Rekhy speaks at public forums and has written articles on corporate governance, risk management, leadership, and the economy. In January 2016, he gave a TEDx Talk titled 'Higher Purpose in Life'.

==Education==
Richard qualified as a Chartered Accountant in the year 1983 and a B.Com (Hons), Accounting, taxation, Economics from Delhi University.

==Association with KPMG India==

| Position | Period |
|---|---|
| Chief Executive Officer | 2012–2017 |
| Deputy Chief Executive Officer and Head of Advisory | 2009–2012 |
| Chief Operating Officer | 2006–2009 |
| Head of the Risk Advisory Services Practice | 2004–2006 |

==Past Major Experiences==

| Organisation | Position | Period |
|---|---|---|
| Ernst & Young, India | Partner | 2002–2004 |
| Arthur Andersen, India | Partner | 1997–2002 |
| RSM & Co. | Partner | 1984–1997 |

==Retirement from KPMG==
In October 2012, Rekhy took over as India CEO of KPMG. From the year 2014 to 2016, as many as 60 partners steadily quit the KPMG India to join PwC, Deloitte and Ernst and Young. Increasing politicisation, some conflict of interest issues and arbitrary organisational changes," were among the reasons for the brewing disaffection.
 This sparked complaints by partners over Rekhy’s management style, as a result Richard Rekhy’s leadership role at KPMG India was curtailed by the KPMG Global leadership by handing over effective charge to deputy CEO Akhil Bansal.

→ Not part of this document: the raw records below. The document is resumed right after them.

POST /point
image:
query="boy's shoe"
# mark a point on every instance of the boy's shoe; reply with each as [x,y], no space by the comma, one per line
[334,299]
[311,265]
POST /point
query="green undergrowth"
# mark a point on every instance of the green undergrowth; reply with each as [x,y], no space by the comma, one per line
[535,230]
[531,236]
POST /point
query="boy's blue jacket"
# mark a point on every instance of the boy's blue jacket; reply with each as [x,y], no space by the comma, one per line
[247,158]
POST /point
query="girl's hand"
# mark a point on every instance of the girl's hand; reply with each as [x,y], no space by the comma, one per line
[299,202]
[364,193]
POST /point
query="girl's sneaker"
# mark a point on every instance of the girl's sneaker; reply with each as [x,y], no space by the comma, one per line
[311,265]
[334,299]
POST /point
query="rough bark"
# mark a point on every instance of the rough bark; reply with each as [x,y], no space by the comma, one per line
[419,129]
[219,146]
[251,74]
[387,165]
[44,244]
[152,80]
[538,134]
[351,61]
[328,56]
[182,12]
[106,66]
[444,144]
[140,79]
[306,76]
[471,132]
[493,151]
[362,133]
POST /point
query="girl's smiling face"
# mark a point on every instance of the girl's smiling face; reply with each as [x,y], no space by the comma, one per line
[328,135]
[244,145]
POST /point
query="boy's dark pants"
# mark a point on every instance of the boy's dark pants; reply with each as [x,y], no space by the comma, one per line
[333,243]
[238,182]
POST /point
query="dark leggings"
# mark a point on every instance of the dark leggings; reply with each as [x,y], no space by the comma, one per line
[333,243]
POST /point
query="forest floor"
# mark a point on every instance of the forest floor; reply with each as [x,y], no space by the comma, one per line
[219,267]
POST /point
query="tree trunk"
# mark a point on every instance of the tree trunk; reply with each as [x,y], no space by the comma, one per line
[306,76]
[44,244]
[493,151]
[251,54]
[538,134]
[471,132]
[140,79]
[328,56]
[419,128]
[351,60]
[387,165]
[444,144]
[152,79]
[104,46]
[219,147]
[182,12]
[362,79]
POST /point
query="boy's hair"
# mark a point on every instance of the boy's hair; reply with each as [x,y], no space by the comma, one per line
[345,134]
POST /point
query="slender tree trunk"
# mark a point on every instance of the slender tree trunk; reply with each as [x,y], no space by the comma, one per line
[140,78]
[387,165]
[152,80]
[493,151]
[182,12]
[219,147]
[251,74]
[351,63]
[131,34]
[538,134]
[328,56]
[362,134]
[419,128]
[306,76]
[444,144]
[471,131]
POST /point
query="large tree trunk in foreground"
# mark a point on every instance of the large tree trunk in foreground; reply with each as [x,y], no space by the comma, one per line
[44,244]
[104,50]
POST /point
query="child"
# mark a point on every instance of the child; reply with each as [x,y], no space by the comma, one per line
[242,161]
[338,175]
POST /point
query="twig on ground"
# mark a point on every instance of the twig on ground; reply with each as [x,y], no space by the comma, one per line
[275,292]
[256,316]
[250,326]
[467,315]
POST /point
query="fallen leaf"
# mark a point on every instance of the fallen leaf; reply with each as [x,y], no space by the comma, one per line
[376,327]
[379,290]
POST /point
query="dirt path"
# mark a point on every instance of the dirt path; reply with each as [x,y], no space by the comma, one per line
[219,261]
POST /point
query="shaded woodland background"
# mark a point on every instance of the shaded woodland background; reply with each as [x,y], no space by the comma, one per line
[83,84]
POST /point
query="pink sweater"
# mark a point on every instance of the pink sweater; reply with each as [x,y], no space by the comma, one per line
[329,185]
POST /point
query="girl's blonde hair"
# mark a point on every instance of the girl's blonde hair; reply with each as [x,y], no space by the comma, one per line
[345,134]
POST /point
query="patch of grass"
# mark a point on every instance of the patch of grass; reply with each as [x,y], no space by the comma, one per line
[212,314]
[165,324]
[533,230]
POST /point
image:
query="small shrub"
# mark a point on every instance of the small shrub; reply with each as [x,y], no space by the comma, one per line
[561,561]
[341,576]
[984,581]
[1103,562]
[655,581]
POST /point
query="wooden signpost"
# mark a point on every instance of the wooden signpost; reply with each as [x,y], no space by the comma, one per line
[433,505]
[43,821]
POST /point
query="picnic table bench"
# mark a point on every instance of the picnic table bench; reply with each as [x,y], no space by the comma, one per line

On 6 November 2016, a Week after the global leadership made changes to the KPMG India leadership team, Richard Rekhy, the incumbent CEO of the firm, advised KPMG India Board of his decision to retire as CEO of the India firm. In a statement, by accepting his retirement, the firm said: "The India Board, after due deliberations and after recognising Richard’s stellar professional and personal contributions to the India firm over the last many years as the CEO and in his prior leadership roles, respectfully accepted Richard’s decision to retire."